From the 2nd and 3rd ratios,
$$AD=\frac{Q+R}{P-Q}AB\tag{2}$$
$(2)-(1)$,
$$AD-AC=\frac{Q+R-Q}{P-Q}AB$$
$$d=\frac{R}{P-Q}AB\ (\text{showed})$$
My comments:
My book assumed that the forces $P$ and $Q$ acting at $A$ and $B$ respectively will have a resultant force $P-Q$ that will act at $C$. I take issue with this. I would've agreed with the book if P and Q were both acting at the same point; then the resultant would've been $P-Q$, which would've acted at the same point as $P$ and $Q$. However, that's not the case here. P and Q are acting at two different points in opposite directions. I think what will happen is that the body that the two forces are acting on will experience a net torque and start rotating.
My question:
- Isn't my book's attempt wrong?
Best Answer
There is nothing in that resultant force calculation that contradicts what you've said. Saying that the resultant force has size $P - Q$ and acts at a point $C$ does not somehow stop the body from rotating about a pivot - either a fixed point that is not free to move, or the body's center of mass if it is free - unless the point $C$ just happens to be that pivot. A non-zero resultant normal force acting at some distance away from the pivot will cause it to rotate.

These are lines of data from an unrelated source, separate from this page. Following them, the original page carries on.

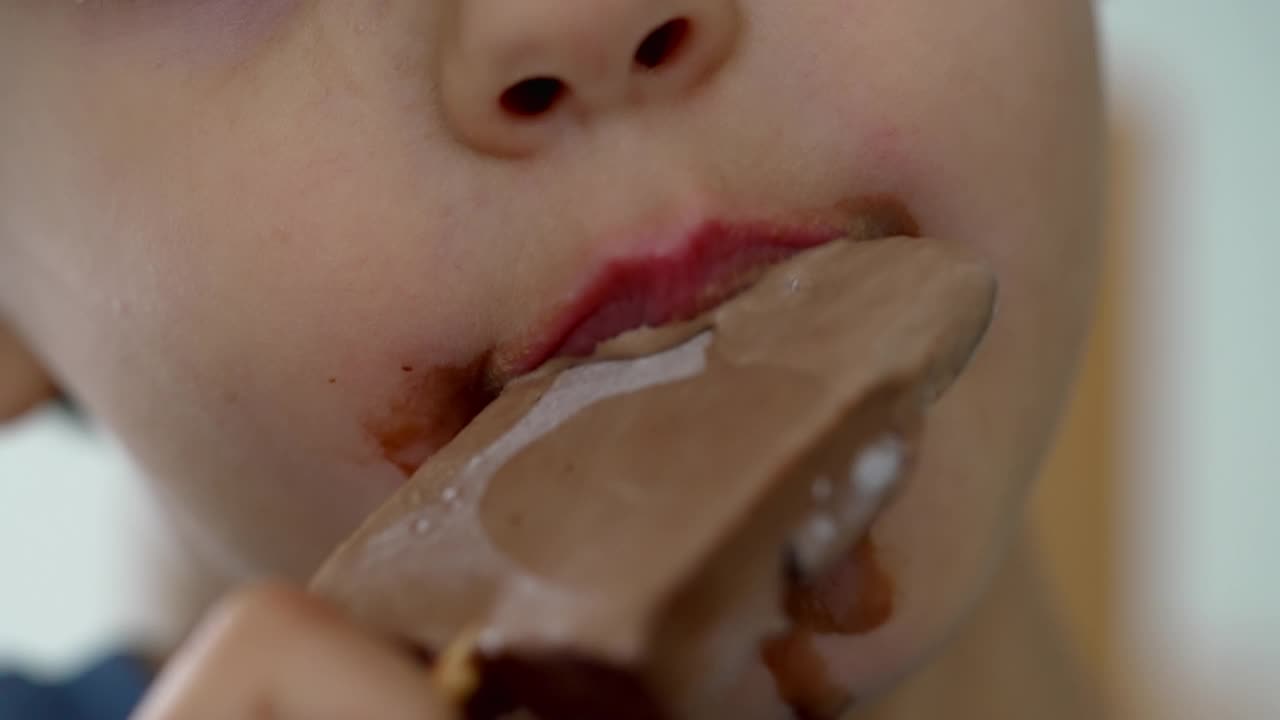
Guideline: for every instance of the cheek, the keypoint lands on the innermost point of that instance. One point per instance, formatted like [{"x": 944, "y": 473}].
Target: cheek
[{"x": 178, "y": 31}]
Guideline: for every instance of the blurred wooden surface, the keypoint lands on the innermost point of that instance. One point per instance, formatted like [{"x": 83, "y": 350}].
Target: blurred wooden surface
[{"x": 1079, "y": 505}]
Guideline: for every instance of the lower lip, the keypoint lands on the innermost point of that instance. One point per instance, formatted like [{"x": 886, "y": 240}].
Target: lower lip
[{"x": 718, "y": 261}]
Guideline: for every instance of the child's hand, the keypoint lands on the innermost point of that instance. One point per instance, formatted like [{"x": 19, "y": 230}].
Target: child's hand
[{"x": 274, "y": 651}]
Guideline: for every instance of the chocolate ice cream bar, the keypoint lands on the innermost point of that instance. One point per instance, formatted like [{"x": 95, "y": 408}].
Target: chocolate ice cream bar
[{"x": 615, "y": 537}]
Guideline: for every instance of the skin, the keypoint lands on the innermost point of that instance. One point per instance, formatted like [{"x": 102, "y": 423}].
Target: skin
[{"x": 260, "y": 238}]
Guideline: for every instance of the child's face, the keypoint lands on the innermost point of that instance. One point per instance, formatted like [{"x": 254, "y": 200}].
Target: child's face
[{"x": 286, "y": 249}]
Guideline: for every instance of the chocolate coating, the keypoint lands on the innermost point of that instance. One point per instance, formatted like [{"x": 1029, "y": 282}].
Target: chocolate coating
[{"x": 616, "y": 531}]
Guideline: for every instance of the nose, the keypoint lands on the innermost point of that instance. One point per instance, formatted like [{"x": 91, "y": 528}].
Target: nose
[{"x": 515, "y": 74}]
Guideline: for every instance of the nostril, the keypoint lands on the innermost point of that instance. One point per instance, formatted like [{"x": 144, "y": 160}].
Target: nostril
[
  {"x": 533, "y": 96},
  {"x": 663, "y": 44}
]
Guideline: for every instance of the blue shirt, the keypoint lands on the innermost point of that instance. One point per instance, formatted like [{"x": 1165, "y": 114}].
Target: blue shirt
[{"x": 105, "y": 691}]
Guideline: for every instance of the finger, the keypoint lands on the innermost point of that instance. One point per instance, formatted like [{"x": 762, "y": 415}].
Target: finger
[{"x": 277, "y": 652}]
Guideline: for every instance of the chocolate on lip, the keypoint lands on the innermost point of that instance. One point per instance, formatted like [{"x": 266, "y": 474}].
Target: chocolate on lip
[
  {"x": 617, "y": 534},
  {"x": 716, "y": 261}
]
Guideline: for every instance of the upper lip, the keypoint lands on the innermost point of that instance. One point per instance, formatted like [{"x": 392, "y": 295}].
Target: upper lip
[{"x": 709, "y": 263}]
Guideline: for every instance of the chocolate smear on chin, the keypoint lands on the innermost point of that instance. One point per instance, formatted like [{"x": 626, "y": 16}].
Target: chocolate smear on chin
[{"x": 616, "y": 537}]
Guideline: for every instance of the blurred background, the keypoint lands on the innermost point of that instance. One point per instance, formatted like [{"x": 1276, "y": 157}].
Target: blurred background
[{"x": 1156, "y": 509}]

The resultant force of several forces acting on a rigid body is a mathematical simplification. From the equations of motion, we find it is possible to treat all the force vectors acting at various points on a rigid body as if they were all acting at a single point, the "center of force". The behavior of the body as a whole will be the same for all the forces acting there as it is for each force acting in its real location. And once we move all the forces to act at the center of force, we can now just add them all together to get a single resultant force.
Your course has already covered this, but you apparently missed the significance. You can find the proof that it works there. The book expected you to already know what it was talking about with this calculation, so it didn't explain this part. $C$ is not some arbitrary point. It is rather the center of force for $P$ acting at $A$ and $Q$ acting at $B$. That is, it is the one point where the body would respond the same if $P$ and $Q$ were both acting at $C$.
Similar remarks for $D$ and $P+R, Q+R$ acting at $A, B$.